Right on cue they come staggering toward us, obviously stoned.
“Layla’s sooo sick,” says May.
“So are you, by the look of you. Why do you take that stuff?” I sound like Mom.
“I only chewed a tiny bit of leaf; Layla ate seeds. I think I’m going to throw up.” May vomits onto the sand in front of us.
“Gross, ugh, gross!” Arlene says and follows suit.
thirteen
DAY 12—I THINK
I have given up all hope of anyone coming for us. They have no idea where we are, and they probably think we died the first night. But they would surely be looking for our bodies? If they are still alive.
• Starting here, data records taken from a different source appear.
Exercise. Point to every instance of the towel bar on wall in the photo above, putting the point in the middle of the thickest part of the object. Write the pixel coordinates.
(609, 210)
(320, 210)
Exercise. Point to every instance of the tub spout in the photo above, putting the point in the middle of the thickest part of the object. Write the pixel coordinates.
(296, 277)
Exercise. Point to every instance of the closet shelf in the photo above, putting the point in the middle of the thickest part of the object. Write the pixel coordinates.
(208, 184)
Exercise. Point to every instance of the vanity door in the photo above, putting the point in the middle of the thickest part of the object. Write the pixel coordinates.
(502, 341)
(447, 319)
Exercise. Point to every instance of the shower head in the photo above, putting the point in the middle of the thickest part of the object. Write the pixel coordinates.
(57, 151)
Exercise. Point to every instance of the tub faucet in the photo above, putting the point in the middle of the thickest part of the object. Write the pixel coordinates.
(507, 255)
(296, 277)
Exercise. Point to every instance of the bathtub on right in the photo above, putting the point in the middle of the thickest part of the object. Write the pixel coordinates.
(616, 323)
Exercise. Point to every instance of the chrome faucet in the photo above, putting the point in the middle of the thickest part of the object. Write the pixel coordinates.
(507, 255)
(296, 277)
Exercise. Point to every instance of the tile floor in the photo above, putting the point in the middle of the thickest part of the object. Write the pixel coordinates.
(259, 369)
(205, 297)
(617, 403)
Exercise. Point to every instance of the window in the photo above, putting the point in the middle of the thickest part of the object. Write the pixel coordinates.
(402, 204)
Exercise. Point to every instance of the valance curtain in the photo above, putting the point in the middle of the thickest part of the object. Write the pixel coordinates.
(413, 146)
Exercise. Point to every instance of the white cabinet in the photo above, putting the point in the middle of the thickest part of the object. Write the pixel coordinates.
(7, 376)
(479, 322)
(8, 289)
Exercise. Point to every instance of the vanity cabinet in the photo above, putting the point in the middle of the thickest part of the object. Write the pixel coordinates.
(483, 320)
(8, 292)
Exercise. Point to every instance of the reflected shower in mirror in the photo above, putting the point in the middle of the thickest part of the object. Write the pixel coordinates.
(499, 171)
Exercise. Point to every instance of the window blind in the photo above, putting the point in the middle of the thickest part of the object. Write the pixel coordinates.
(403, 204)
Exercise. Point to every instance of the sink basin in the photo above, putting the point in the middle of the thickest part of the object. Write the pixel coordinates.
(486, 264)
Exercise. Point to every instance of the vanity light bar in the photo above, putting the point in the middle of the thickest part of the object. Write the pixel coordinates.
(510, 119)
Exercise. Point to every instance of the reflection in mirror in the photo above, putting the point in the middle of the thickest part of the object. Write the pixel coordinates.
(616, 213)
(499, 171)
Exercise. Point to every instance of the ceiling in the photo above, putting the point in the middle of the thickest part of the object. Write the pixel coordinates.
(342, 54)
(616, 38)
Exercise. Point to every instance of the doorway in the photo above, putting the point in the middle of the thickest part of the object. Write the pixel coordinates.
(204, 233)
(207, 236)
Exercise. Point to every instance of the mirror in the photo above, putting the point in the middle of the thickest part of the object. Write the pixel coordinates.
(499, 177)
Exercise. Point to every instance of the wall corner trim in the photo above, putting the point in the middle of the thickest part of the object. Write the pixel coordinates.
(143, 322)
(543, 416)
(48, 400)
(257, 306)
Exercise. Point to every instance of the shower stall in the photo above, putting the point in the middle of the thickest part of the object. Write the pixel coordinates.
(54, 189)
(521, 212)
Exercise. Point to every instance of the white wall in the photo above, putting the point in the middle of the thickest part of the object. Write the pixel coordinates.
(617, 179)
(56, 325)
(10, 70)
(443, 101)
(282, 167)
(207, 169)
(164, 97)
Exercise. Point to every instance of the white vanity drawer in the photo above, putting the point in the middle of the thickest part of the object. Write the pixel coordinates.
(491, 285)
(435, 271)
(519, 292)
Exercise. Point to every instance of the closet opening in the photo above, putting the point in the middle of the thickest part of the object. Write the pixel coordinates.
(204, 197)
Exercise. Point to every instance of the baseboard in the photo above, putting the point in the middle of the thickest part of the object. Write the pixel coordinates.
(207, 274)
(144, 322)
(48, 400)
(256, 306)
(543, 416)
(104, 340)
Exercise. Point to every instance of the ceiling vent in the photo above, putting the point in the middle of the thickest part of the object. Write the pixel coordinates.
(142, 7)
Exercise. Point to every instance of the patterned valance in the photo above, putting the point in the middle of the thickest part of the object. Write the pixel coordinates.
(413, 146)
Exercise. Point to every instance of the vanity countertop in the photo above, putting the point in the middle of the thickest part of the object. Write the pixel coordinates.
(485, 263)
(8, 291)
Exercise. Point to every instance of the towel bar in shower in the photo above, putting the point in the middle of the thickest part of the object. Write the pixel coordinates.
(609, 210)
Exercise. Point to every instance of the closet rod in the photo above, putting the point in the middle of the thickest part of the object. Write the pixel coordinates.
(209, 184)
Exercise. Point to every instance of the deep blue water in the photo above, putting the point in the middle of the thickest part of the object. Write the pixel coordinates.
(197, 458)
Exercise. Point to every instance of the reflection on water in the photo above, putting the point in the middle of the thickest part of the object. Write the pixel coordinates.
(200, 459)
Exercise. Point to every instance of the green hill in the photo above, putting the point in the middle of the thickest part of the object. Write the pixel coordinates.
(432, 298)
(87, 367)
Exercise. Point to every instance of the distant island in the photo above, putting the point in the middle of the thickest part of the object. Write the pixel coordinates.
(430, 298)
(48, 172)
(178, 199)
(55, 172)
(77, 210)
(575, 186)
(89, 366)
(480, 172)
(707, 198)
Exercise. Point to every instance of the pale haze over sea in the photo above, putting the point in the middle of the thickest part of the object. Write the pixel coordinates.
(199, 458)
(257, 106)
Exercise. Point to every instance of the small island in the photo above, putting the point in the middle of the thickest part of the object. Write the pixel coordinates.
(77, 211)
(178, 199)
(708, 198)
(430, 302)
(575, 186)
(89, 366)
I wish I had made notches in a palm trunk every morning, to help keep count of the days. I feel a real need for order in my life. Civilization seems to have broken down for us very quickly. No rituals like cereal for breakfast, no school, no homework, no lemonade time. No tea and biscuits. No cleaning of teeth or soap and showers. No clean clothes. We are simply existing—surviving. We are like a drifting, rudderless boat.